In exploring how my local openVPN virtual interface utun0 works, I came across the following data, and I don't know how to make sense of it. (I'm on a Mac)
$ netstat -nr
Routing tables
Internet:
Destination Gateway Flags Refs Use Netif Expire
0/1 10.8.0.5 UGSc 61 0 utun0
default 192.168.7.254 UGSc 7 0 en0
10.8.0.1/32 10.8.0.5 UGSc 1 0 utun0
10.8.0.5 10.8.0.6 UHr 110 12 utun0
54.242.164.191/32 192.168.7.254 UGSc 2 0 en0
...
It looks like "0/1" is CIDR notation. Is that correct? If so, I have follow up questions. From my understanding, an interface is chosen according to which subnet(s) match the destination ip. With 0/1, only ip addresses whose first bit is 0 would match — which means only ip address >= 128.0.0.0 would match. Is that true?

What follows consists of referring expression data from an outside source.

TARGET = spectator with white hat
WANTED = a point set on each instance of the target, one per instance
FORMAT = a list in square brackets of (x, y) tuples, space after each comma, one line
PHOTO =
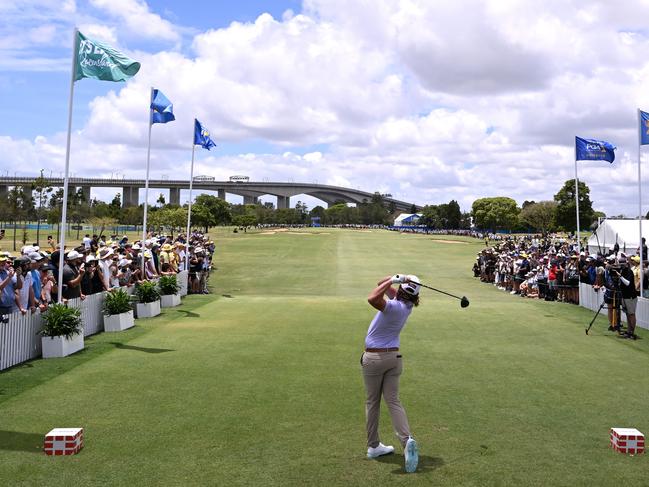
[(73, 271)]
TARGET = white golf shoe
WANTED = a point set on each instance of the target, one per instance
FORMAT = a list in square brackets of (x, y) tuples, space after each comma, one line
[(379, 451), (411, 453)]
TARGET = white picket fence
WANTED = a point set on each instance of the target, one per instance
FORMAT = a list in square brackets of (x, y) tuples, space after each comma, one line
[(19, 341), (592, 299)]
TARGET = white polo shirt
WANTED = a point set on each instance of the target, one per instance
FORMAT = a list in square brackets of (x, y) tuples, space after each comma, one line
[(387, 324)]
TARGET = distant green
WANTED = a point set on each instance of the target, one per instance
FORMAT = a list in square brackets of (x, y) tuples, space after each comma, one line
[(259, 384)]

I could believe that except then I get this
$ ip route get 8.8.8.8
8.8.8.8 via 10.8.0.5 dev utun0 src 10.8.0.6
So now I'm really confused what "0/1" means and why that route trumps the default route.
EDIT
0/1 would actually mean anything < 128.0.0.0, however, I still get this:
$ ip route get 198.41.208.137
198.41.208.137 via 10.8.0.5 dev utun0 src 10.8.0.6
So ip addresses both greater and lesser than 128.0.0.0 go through the router. How? Why?
I do see a 128/1 as well:
$ netstat -nr
Routing tables
Internet:
Destination Gateway Flags Refs Use Netif Expire
0/1 10.8.0.5 UGSc 63 0 utun0
default 192.168.7.254 UGSc 5 0 en0
...
128.0/1 10.8.0.5 UGSc 42 0 utun0
...
So @Teun Vink seems to be correct.
Best Answer
Some VPNs push the default gateway (a /0 netmask) as two /1 networks: 0/1 and 128/1. Since a more specific route always wins, this forces traffic to be routed via the VPN instead of over the default gateway.